The enhanced partnership will run for five years and is seen as among the largest partnerships Microsoft has established with a telco anywhere in the world and “on a scale not seen before in Australia”, according to Telstra’s outgoing CEO, Andrew Penn.
The move is an important part of Telstra’s own transformation, which will involve migrating the vast majority of its workloads onto its partner’s public cloud platform. And according to the partners, it will enable them to support enterprises in Australia with their digitalisation plans.
The silver lining for Telstra
The new collaboration will help the Australian telco to migrate around 90% of its applications to public cloud infrastructure by 2025. In this endeavour, Microsoft’s service Azure will act as Telstra’s preferred cloud partner, marking an important telco win for Azure as Google Cloud and Amazon Web Services (AWS) have been grabbing the telco deal limelight of late.
But the relationship between Telstra and Azure is not exclusive: AWS is the telco’s collaborator for developing multi-access edge computing (MEC) solutions for Australian customers, while it is working with Google to create a 5G-powered augmented reality (AR) stadium experience that is delivered via the Google Cloud platform.
Microsoft has pledged to help Telstra scale in alignment with its T25 strategy, while contributing to the operator’s goal to “maximise value and efficiencies” from the cloud migration, as well as bring about faster delivery of products and services.
In fact, the pair will join forces to provide a new suite of digital offerings for Telstra’s business customers. These will include “new industry-based solutions that will help transform the way businesses look at hybrid working and cloud migration” using Microsoft’s cloud offering Azure, office apps suite 365 and collaboration platform Teams.
“Initially focusing on manufacturing, retail, agriculture, utilities and finance, these new digital offerings will be delivered by a dedicated end-to-end Microsoft practice” within the operator’s managed services business, Telstra Purple, the two companies noted in a joint statement. This new practice is said to unlock “maximum value” for the joint customers of Telstra and Microsoft as they would be able to accelerate their digital transformation efforts through a cocktail of Microsoft’s cloud, edge and work solutions, mixed with Telstra’s “network leadership” and technology experts.

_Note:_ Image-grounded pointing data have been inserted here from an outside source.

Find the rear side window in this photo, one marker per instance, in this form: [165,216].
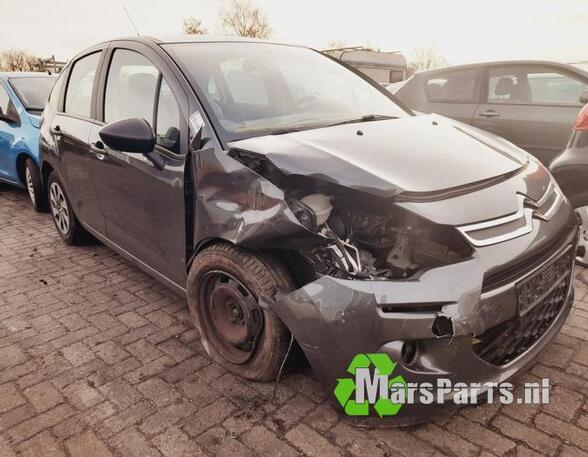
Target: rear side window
[56,91]
[456,86]
[78,97]
[554,87]
[4,100]
[534,85]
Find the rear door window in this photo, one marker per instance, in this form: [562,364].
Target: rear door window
[505,86]
[78,97]
[534,85]
[456,86]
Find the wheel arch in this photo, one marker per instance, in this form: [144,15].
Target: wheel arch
[21,160]
[46,169]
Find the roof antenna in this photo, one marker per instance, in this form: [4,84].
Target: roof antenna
[131,19]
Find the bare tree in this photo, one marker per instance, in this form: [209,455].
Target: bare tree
[193,26]
[245,19]
[426,57]
[18,60]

The two companies will also keep working on products that “reimagine familiar experiences” and create new offerings by merging the network and the cloud. As an example, they pointed to Branch Offload, which is purported to be the first 5G-enabled edge computing solution for enterprises in Australia. The new solutions are targeted at enterprise, government, and small- and medium-sized business customers.
Another benefit for Telstra is the combination of Microsoft Cloud for Sustainability and the Telstra Data Hub platform, which enables the telco to deliver a service to its customers that offers data insights into sustainability performance. In fact, the operator will use Microsoft’s solution for its own sustainability progress tracking as well.

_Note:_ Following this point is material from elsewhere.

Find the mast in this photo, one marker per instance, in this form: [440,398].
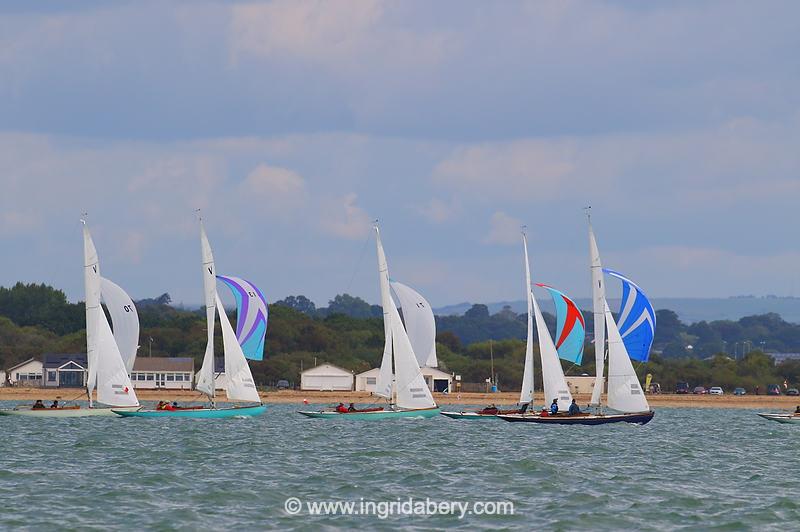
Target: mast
[598,309]
[205,377]
[526,394]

What’s in it for Microsoft?
For Microsoft, this agreement is deemed vital to boosting its connectivity and growth in Australia as the company will act as “an anchor tenant” on Telstra’s ultra-fast intercity fibre network.
While the Australian telco will be Microsoft’s largest supplier of its network capacity requirements on terrestrial fibre in the country, the US hyperscaler will also explore the option to increase its capacity on Telstra’s Asia-Pacific subsea cable network.

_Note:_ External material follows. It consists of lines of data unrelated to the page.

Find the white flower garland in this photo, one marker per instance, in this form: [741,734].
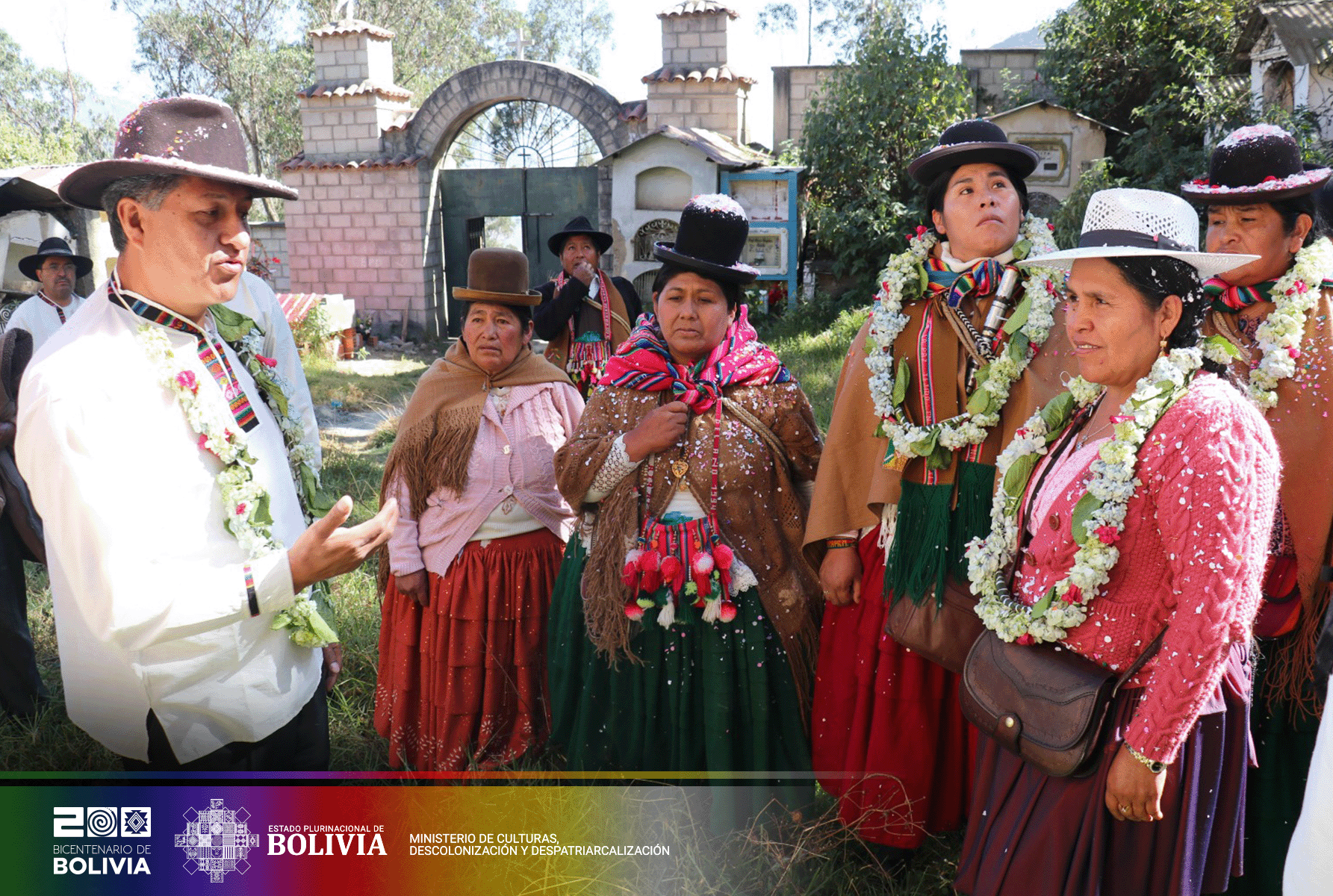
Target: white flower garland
[246,503]
[1278,337]
[1029,326]
[1097,519]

“Through these investments, Microsoft will be able to achieve unparalleled end-to-end connectivity across key telecommunications routes” in the region, the company argued. It claimed enhanced connectivity is particularly needed with the increase in remote working, online education, entertainment and gaming.
“Our partnership brings together Telstra’s leadership in network connectivity with the breadth and depth of the Microsoft Cloud to address key challenges, including hybrid work and sustainability, and support Australia’s growth”, commented Microsoft’s chairman and CEO, Satya Nadella.
In September 2020, the two companies committed to working together to create “innovative and sustainable products”, which gave birth to artificial intelligence (AI)-powered video analytics offerings for commercial customers. Telstra has also been using Microsoft Advertising for its search engine marketing (SEM) strategy and budget.
Microsoft has been striving to play a bigger role in the telecom sector lately: As part of those efforts, it recently opened a facility just outside London in an effort to engage further with UK operators – see Microsoft Azure targets UK telcos with new Enfield facility.
In general, hyperscale deals are seen as vital if telcos are to scale their operations and deliver enterprise offerings that address market needs. As Waseem Haider, principal analyst at Strategy Analytics, recently put it, telcos need to form partnerships with the hyperscalers if they want to develop affordable and scalable end-to-end offerings that can meet the evolving needs of enterprise users – see Telcos court big-name partners to capitalise on enterprise opportunities.